I love that as, like, a tagline. But I actually spoke to, uh, Minjano before the show, and he was like, "Dude, you gotta ask him about the origin." Because it was an enterprise AI audio tool and it wasn't what you see today. Can you talk to me about that pivot?
I think... I- I wouldn't call it a pivot. You know, we always knew that, um, audio is really far behind the world of text. You know, that's wh- where we came from. Uh, our backgrounds are all NLP. And we thought it would actually be a lot harder to do good generative stuff, and so we thought the first product would be, um, more sense-making. You know, try to, try to scratch your head and think back to, like, GPT-2. Um, no one was really making interesting text with GPT-2, but GPT-2 was, like, this interesting tool for understanding text. And that's where we thought we would be stuck, uh, for a couple of years until we learned to scale these things up, and it turned out we were wrong, and that good generative capabilities came out much, much sooner.

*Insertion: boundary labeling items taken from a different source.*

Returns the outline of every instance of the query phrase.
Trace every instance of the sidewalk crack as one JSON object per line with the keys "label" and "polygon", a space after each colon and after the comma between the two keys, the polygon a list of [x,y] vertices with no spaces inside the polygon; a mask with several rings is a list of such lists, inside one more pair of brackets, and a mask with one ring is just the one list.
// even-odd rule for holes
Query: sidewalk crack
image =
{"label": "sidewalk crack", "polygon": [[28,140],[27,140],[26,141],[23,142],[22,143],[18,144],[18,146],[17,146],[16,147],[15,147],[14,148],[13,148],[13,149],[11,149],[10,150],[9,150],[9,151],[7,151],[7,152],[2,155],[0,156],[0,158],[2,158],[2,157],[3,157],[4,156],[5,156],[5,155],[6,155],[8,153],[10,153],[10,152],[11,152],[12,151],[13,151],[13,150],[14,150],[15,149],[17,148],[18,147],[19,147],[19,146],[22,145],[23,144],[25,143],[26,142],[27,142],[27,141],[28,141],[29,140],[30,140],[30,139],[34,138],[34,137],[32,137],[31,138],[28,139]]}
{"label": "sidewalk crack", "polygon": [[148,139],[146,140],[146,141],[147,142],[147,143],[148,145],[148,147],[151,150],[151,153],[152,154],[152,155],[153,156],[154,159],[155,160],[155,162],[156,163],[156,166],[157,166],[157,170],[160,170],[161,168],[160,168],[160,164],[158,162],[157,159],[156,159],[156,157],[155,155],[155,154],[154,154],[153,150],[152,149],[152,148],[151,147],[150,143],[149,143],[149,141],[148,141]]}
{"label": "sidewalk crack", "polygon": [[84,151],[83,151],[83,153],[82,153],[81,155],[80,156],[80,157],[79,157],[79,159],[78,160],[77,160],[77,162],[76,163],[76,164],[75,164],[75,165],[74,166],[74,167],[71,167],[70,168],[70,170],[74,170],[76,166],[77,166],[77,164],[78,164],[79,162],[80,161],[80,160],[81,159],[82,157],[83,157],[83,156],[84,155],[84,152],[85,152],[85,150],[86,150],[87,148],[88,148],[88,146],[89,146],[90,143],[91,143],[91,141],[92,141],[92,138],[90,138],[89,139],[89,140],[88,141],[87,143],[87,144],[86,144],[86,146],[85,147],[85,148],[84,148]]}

And so, um, we- we- we... The- the interesting thing here is the ability to generate stuff, and so we- we kind of very quickly threw out the sense-making tool.
Dude, I- I already just love chatting to you 'cause, uh, we just go off in many different directions. Do you think scaling laws will continue? You said there about the generative improvements.
For music, it's very different from text, and I think people will very sloppily look at the world of OpenAI and Anthropic and the hyperscalers and say, um, "Audio is just a couple years behind," which it is, but that scale is gonna solve all these things. But unlike those domains where you're trying to just get more and more answers to objective problems, like I wanna get a better SAT score, I wanna do better on this benchmark, music is totally subjective. And, uh, so scale is not the answer to all the problems. So, the models stay relatively small, um, and there are other techniques that you have to use to actually have these things have good taste.